Creia: você pode ter sido cúmplice do tráfico quando votou pra vereador
O PCC está investindo alto nas eleições. Segundo investigação da Polícia Federal, só em 2024, e só no estado de São Paulo, podem ter sido 42 cidades a um custo de R$8 bilhões. Podemos estar diante não mais da democracia, mas da narcodemocracia
Por Pablo Reis.
Imagine uma balança em que, de um lado, pesam R$ 4,9 bilhões do fundo eleitoral (ou Fundo Especial de Financiamento de Campanha) destinado aos 29 partidos nas eleições de 2024 — e, do outro, nada menos que R$ 8 bilhões movimentados por um banco digital controlado por uma facção criminosa apenas em São Paulo. O contraste entre esses números não é apenas matemático: é simbólico do desvio de rota que vem tomando o que convencionamos, no Brasil, de chamar processo democrático.
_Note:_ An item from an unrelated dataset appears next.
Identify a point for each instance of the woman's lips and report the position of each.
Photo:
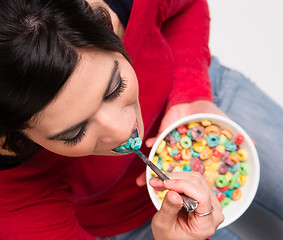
(134, 134)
Os partidos que ficaram com a maior fatia desse financiamento oficial são o PL (R$886 milhões) , o PT (R$619 milhões) e o União Brasil (R$536 milhões). Ou seja, a facção pode estar investindo em eleições mais do que o dobro… de todos as siglas juntas. É o principal fomentador de políticos no país. Infelizmente, tá tudo dominado.
Em 2016, uma apuração da revista Veja chegou à conclusão de que a organização criminosa transnacional que nasceu no presídio do Carandiru, em São Paulo, conseguiu, apenas com a venda de drogas para consumo no território nacional, um faturamento anual da ordem de R$20,3 bilhões. Isso sem incluir o dinheiro de roubos de cargas de quase mil assaltos a banco naquele ano. Se as dezenas de bilhões estivessem documentados em balancete, o PCC seria, naquela época, a 16a maior empresa do país, superando até a montadora Volkswagen. Perceba que estamos falando de uma década atrás. Se você tivesse que apostar, diria que a receita diminuiu ou explodiu?
É um abismo entre o financiamento oficial e o dinheiro clandestino que é despejado para eleger figuras ligadas a organizações criminosas. A narcodemocracia é montada num tripé: fragilidade dos mecanismos de controle, apetite dos bandidos para tomar conta do Estado (por onde passa 40% do nosso PIB) e uma endêmica falta de educação política do cidadão.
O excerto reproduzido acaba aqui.